You intend to use access and refresh JWT tokens. How should a logout in such system look like? Well, you simply forget the token information on the client side or in case you want to hold tokens in cookies - which I believe you want to have based on "HttpOnly" flag - you can clean up the cookies. This is it. Once the information is gone from the client, the tokens can not be easily recreated. There is no need to blacklist the tokens on the server. It is in clients best interest to 'forget' the tokens he is not using and once the token is gone, there is no second copy to replace it.
We use token blacklisting in case we want to deal with a scenario like real-time user account locking. An expensive thing to implement if you ask me.
You can still try to blacklist refresh tokens, but assuming your authentication mechanism has access to the user pool, it can simply check in the database if the user is locked, no need to cache anything here.
Next thing I notice is that what you did here reassembles strongly simple Http Session handling including loosing the session once the server restarts. Why not forget the tokens and use a simple session instead?

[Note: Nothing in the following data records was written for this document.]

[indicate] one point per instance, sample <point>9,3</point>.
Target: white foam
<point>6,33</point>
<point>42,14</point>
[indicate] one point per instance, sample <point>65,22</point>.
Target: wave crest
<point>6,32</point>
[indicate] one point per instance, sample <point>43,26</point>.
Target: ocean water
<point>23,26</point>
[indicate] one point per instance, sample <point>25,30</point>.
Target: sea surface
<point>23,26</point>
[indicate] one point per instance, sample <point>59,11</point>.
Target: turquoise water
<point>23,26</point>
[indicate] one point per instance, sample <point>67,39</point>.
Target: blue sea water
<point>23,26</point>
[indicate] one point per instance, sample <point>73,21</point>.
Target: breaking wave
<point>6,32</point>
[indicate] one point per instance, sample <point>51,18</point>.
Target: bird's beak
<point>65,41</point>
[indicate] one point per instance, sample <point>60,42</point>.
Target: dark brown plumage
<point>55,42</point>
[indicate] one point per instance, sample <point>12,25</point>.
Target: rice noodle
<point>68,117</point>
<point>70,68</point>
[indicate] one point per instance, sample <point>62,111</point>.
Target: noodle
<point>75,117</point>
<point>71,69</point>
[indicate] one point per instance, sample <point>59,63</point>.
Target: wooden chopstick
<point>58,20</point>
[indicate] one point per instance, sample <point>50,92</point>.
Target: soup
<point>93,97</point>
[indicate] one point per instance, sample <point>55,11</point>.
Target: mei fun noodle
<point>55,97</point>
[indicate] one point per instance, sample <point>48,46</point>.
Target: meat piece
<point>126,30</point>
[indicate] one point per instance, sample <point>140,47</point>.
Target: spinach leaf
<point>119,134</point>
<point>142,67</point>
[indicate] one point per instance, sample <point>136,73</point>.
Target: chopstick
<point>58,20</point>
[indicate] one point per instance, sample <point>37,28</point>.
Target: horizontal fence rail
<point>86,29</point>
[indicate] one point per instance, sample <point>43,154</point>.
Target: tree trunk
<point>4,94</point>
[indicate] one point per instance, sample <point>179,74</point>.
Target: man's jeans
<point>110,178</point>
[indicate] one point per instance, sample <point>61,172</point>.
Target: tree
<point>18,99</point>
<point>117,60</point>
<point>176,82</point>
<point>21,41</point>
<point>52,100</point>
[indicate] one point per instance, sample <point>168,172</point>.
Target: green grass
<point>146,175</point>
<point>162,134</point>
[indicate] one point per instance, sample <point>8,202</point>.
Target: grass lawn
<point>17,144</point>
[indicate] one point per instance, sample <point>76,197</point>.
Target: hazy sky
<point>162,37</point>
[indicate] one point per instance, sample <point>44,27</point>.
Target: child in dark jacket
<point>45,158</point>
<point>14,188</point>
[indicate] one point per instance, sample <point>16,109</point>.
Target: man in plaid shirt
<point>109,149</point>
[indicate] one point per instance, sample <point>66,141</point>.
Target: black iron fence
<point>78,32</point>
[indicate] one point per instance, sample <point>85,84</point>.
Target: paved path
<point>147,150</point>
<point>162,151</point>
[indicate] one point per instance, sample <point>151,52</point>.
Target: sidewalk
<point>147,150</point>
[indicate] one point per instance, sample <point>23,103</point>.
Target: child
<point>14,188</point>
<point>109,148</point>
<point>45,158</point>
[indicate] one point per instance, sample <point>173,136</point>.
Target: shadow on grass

I also wonder, why you intend to have only one instance of your system. In the High Availability age and playing with JWT tokens it would totally make sense to separate authentication module from logic and have more than one instance of both.
Please also note, that no one will be able to tell you, whether what you do is secure, until they can look into your code, configuration and ideally - working system. There are many small pieces that can break the solution. Ideally have a look into the OWASP ASVS (Application Security Verification Standard) available here to see, how deep the rabbit hole goes.